Les deux volets de ce programme ont pour point commun d’observer l’encastrement social de l’activité économique du point de vue des interdépendances et interactions d’acteurs très hétérogènes (entreprises, ONG, syndicats, pouvoirs publics, groupes professionnels, consommateurs etc.) dans le cadre de leurs activités de production ou d’échange. Les recherches de ce programme partagent donc une attention commune à deux processus : la régulation des activités économiques et la création de la valeur.
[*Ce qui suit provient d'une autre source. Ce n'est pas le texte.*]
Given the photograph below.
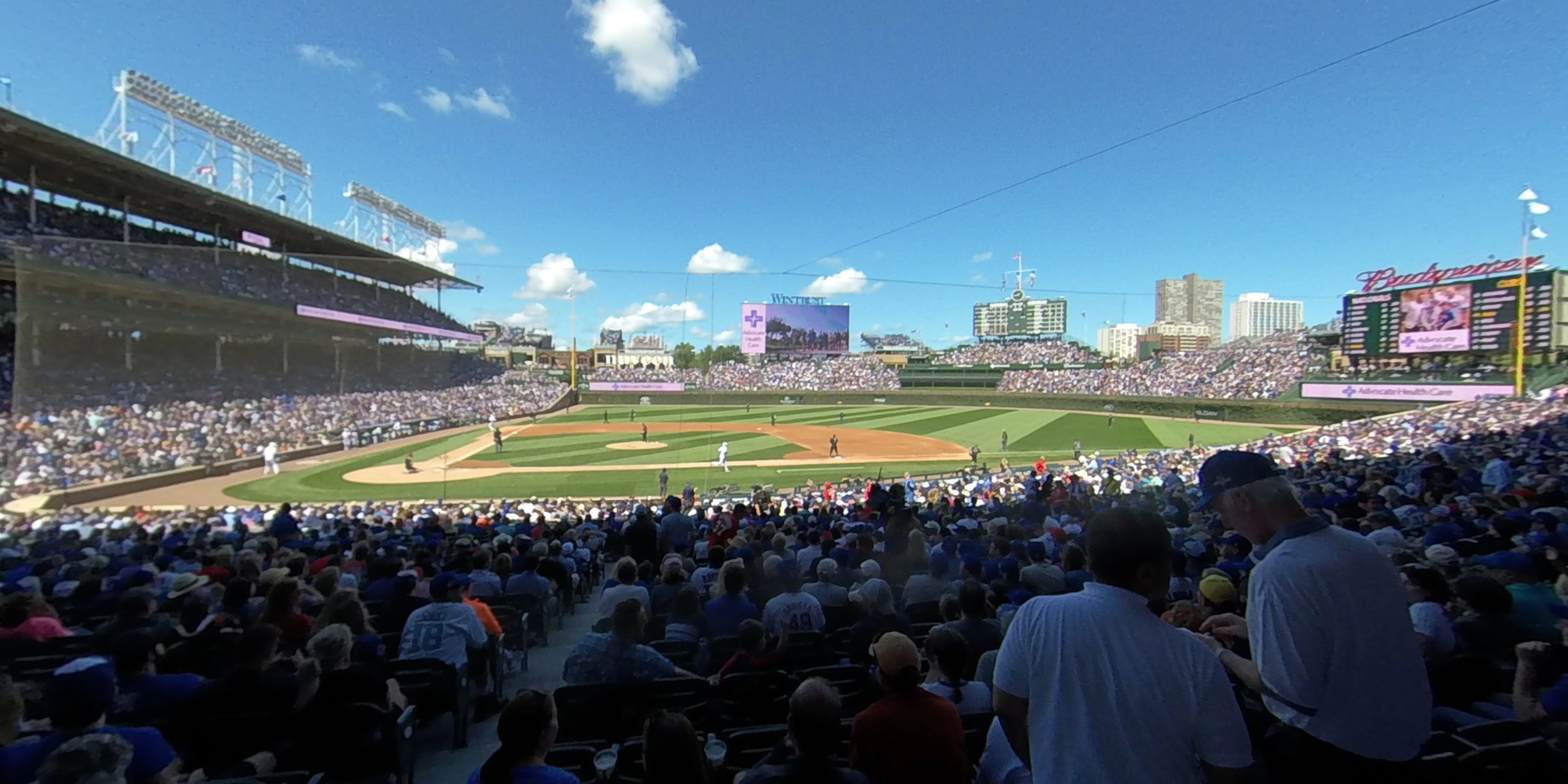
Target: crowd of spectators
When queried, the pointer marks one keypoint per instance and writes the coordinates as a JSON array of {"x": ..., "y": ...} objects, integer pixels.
[
  {"x": 833, "y": 374},
  {"x": 62, "y": 446},
  {"x": 891, "y": 341},
  {"x": 1263, "y": 369},
  {"x": 1018, "y": 352},
  {"x": 689, "y": 375},
  {"x": 90, "y": 240},
  {"x": 1330, "y": 604}
]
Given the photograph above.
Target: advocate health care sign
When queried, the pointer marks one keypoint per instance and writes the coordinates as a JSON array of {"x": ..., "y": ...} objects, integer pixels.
[{"x": 1423, "y": 393}]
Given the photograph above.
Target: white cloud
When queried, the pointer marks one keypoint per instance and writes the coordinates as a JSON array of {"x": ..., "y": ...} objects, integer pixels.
[
  {"x": 323, "y": 57},
  {"x": 643, "y": 316},
  {"x": 532, "y": 316},
  {"x": 463, "y": 231},
  {"x": 715, "y": 259},
  {"x": 839, "y": 283},
  {"x": 430, "y": 255},
  {"x": 637, "y": 38},
  {"x": 485, "y": 104},
  {"x": 439, "y": 103},
  {"x": 393, "y": 109},
  {"x": 552, "y": 276}
]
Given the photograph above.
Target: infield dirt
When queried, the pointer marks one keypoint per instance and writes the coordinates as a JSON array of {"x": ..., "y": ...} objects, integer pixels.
[{"x": 465, "y": 463}]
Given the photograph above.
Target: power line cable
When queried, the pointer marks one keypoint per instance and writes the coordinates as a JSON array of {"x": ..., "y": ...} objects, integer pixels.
[{"x": 1169, "y": 126}]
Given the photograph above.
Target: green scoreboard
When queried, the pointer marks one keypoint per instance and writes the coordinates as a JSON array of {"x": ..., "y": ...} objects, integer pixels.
[{"x": 1475, "y": 316}]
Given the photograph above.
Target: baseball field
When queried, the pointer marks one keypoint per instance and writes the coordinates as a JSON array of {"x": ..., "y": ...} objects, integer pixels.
[{"x": 602, "y": 451}]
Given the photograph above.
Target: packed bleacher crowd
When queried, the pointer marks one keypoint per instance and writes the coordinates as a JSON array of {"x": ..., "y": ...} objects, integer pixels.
[
  {"x": 1374, "y": 601},
  {"x": 831, "y": 374},
  {"x": 689, "y": 375},
  {"x": 1018, "y": 352},
  {"x": 82, "y": 239},
  {"x": 891, "y": 341},
  {"x": 1263, "y": 369},
  {"x": 54, "y": 444}
]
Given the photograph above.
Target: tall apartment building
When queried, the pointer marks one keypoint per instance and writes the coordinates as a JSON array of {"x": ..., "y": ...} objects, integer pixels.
[
  {"x": 1177, "y": 336},
  {"x": 1190, "y": 300},
  {"x": 1120, "y": 341},
  {"x": 1255, "y": 314}
]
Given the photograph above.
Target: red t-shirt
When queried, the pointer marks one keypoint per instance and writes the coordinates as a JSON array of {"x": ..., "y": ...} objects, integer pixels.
[
  {"x": 911, "y": 736},
  {"x": 722, "y": 529}
]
D’abord, la plupart des travaux menés s’intéressent aux acteurs et instruments de la régulation du jeu marchand (voir notamment tous les travaux sur la « qualification » des biens et services, en particulier via des normes et des labels) ou quasi-marchand (tarification dans le quasi-marché hospitalier). Ils s’enrichissent de l’étude des discussions, controverses ou conflits qui peuvent apparaître au sein des réseaux relationnels qui structurent les marchés. Ensuite, une ligne de force des travaux du programme « marchandisation et société » est d’interroger des mécanismes de création de valeur et du profit, qu’il s’agisse de regarder si et à quelles conditions le travail entrepreneurial est orienté vers la construction du profit ou dans quelle mesure le projet des entreprises dites « durables » consiste à tenter de convertir des valeurs morales en valeurs marchandes.

Des projets collectifs

Pour le prochain quinquennal, le programme « marchandisation et société » va se structurer autour de plusieurs contrats de recherche regroupant chacun plusieurs de ses membres : ANR Capla sur le capitalisme de plateformes, le projet Mission Interdisciplinaire CNRS RESTO sur l’évaluation des restaurants à partir des plateformes numériques, le projet ISRF « Marchandisation du hors-travail » sur la marchandisation d’activités domestiques et/ou de loisir, le projet BUGS dans le cadre du Métaprogramme INRA SMaCH (Sustainable Management of Crop Health) ou encore le projet PSL RegulRisk (« Régulation des risques sanitaires, intérêts économiques et innovations industrielles »). Les membres du programme sont, par ailleurs, partie prenante de réseaux internationaux comme le Réseau International de Recherche sur les Organisations et le Développement Durable (RIODD) dont le prochain congrès se tiendra à Dauphine en octobre 2017. Enfin, ce programme porte, avec le programme « Gouvernement des risques : expertise, normes, instruments » le séminaire transversal « Entreprises, régulation, risques sanitaires et environnementaux » de l’IRISSO.